TikTok videos were initially 15 to 60 seconds long and were mainly based only on lip-syncing, which led to the accusations of it being the promoter of mediocrity and against the morals and ethics of our society in Pakistan. TikTokers from underprivileged background showcase their individuality and have fun without any censorship, hence it was criticised and banned in Pakistan multiple times.
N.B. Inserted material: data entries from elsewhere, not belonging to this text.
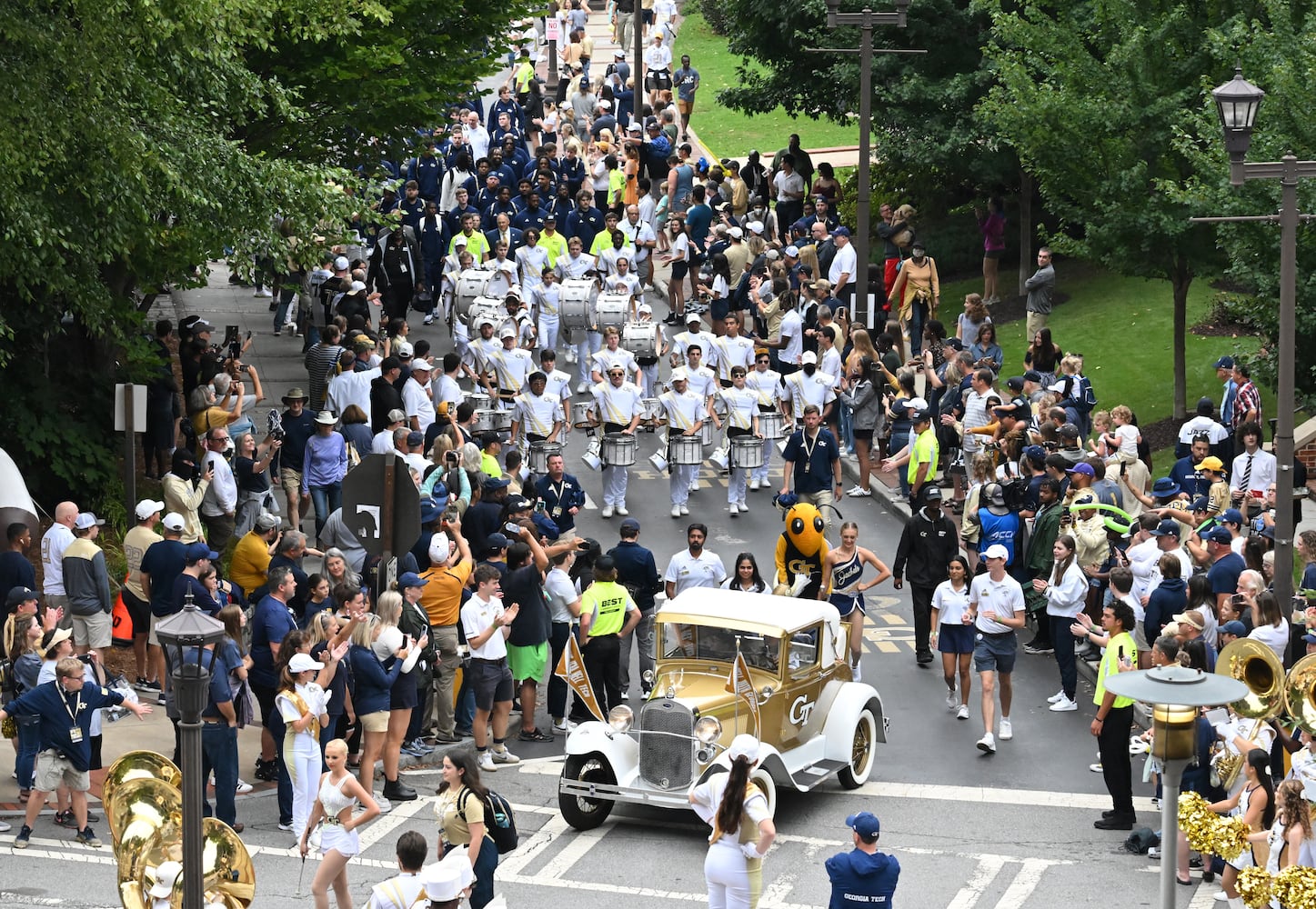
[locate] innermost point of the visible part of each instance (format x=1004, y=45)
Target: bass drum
x=470, y=285
x=615, y=311
x=638, y=338
x=578, y=305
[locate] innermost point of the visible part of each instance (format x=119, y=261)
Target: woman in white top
x=1269, y=625
x=1066, y=592
x=337, y=796
x=302, y=704
x=742, y=829
x=953, y=633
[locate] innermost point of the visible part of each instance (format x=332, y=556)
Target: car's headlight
x=620, y=718
x=708, y=729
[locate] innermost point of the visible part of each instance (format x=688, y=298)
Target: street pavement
x=970, y=830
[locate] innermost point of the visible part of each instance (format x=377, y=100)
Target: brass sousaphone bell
x=144, y=808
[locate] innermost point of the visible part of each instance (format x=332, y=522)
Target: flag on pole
x=739, y=684
x=571, y=668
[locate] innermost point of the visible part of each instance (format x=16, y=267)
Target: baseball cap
x=303, y=664
x=865, y=824
x=147, y=506
x=85, y=520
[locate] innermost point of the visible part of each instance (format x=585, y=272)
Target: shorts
x=374, y=723
x=995, y=653
x=848, y=603
x=956, y=638
x=55, y=771
x=527, y=662
x=491, y=683
x=93, y=630
x=291, y=482
x=138, y=611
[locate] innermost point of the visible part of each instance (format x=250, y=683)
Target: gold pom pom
x=1254, y=887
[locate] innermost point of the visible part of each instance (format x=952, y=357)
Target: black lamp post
x=1237, y=103
x=1174, y=694
x=186, y=637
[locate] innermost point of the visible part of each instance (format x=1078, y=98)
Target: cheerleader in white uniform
x=338, y=794
x=742, y=829
x=302, y=704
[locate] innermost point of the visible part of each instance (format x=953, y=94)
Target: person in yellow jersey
x=1113, y=718
x=607, y=614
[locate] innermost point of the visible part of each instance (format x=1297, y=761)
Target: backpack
x=499, y=820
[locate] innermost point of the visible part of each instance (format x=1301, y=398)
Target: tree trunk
x=1180, y=278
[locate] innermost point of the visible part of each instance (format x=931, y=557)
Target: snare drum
x=615, y=309
x=638, y=338
x=618, y=450
x=470, y=285
x=577, y=305
x=580, y=414
x=747, y=453
x=686, y=450
x=539, y=454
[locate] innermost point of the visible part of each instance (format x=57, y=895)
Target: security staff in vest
x=863, y=876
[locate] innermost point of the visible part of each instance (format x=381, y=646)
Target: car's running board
x=815, y=774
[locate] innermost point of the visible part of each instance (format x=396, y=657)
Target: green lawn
x=728, y=133
x=1124, y=328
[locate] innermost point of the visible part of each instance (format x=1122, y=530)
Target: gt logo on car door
x=800, y=709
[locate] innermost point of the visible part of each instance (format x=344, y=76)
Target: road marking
x=990, y=796
x=982, y=877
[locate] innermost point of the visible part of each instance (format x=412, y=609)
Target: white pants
x=615, y=487
x=588, y=342
x=304, y=773
x=549, y=332
x=730, y=882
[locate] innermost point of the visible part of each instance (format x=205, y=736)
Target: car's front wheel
x=856, y=774
x=580, y=812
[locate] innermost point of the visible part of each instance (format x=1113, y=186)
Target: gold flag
x=571, y=667
x=739, y=684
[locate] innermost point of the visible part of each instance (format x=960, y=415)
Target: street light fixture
x=1237, y=103
x=1174, y=694
x=186, y=637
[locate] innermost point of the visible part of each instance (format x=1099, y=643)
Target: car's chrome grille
x=666, y=744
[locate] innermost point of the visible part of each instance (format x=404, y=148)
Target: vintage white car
x=815, y=721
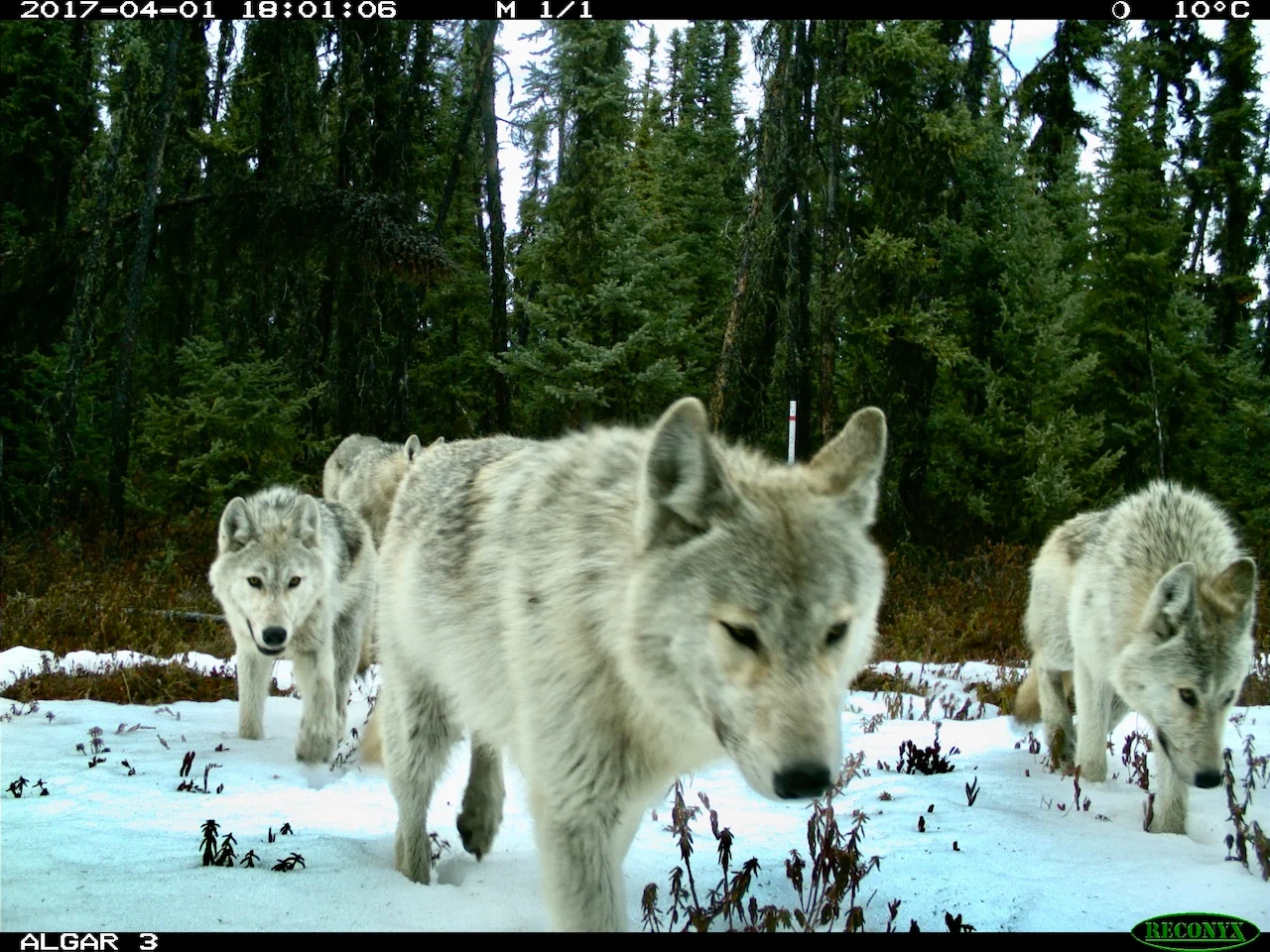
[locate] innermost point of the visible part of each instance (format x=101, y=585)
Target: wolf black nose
x=804, y=779
x=1206, y=779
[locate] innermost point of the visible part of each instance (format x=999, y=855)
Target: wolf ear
x=684, y=484
x=1233, y=589
x=851, y=462
x=413, y=447
x=235, y=529
x=309, y=522
x=1173, y=601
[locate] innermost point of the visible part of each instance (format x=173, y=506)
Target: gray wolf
x=363, y=475
x=615, y=608
x=1150, y=606
x=295, y=576
x=365, y=472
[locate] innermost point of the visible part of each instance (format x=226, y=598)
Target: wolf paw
x=477, y=829
x=413, y=862
x=314, y=748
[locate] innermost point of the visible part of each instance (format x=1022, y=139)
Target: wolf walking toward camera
x=1150, y=604
x=296, y=579
x=619, y=607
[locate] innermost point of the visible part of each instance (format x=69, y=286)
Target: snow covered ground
x=117, y=847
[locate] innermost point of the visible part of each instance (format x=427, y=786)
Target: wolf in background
x=295, y=576
x=1150, y=604
x=365, y=472
x=619, y=607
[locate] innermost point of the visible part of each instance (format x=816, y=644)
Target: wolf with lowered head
x=615, y=608
x=1150, y=606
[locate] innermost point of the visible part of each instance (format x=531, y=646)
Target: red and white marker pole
x=793, y=424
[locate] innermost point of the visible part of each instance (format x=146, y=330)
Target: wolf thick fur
x=1150, y=604
x=365, y=472
x=615, y=608
x=296, y=579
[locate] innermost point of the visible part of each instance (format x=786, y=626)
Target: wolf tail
x=1028, y=699
x=372, y=742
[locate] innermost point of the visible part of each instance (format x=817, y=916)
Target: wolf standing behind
x=296, y=579
x=1151, y=604
x=365, y=472
x=619, y=607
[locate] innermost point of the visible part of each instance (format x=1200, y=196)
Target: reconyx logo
x=1183, y=932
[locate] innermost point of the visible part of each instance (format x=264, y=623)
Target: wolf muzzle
x=804, y=779
x=275, y=639
x=1205, y=779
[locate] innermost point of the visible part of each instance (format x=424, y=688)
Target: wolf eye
x=748, y=638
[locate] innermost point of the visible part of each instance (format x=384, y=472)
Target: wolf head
x=268, y=570
x=1187, y=662
x=757, y=590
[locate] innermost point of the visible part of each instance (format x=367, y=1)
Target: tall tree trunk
x=63, y=490
x=502, y=420
x=121, y=416
x=484, y=35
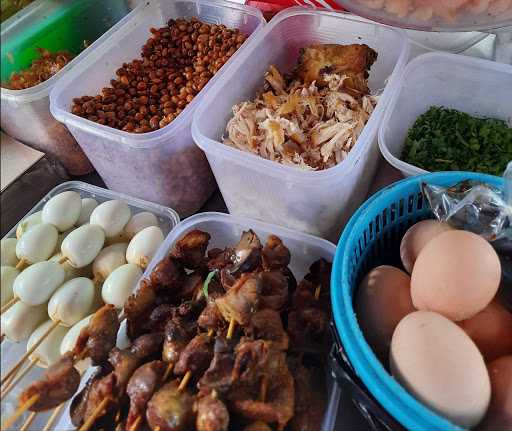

Nadeem Farooq Paracha commented on it: ‘working class having fun offends the middle-class sense of morality’.
Asif Raza, a TikToker based in Attock, admits that Tiktok has given him the opportunity to show his talent, but he is cognizant that "people, especially the older generations, look down at you when they get to know that you use TikTok." But he is happy that he is getting fame and earning too. Many TikTokers, in both Pakistan and abroad, have become international celebrities because of TikTok, like the Senegal-born Khabane Lame, who is the most followed Tiktoker in the world with 147 million followers. Pakistan's most followed TikToker, Jannat Mirza, has entered showbiz with Syed Noor's "Tere Bajree Di Rakhi".
TikTok's popularity has been unstoppable, despite governmental regulations and interventions. It has been banned in the USA, India, Pakistan and several other countries on various pretexts, but they have failed to ban it permanently due to public pressure. TikTok's popularity is here to stay, infact, it will increase with time and will challenge the sway of Zuckerberg's hold on the world of social media.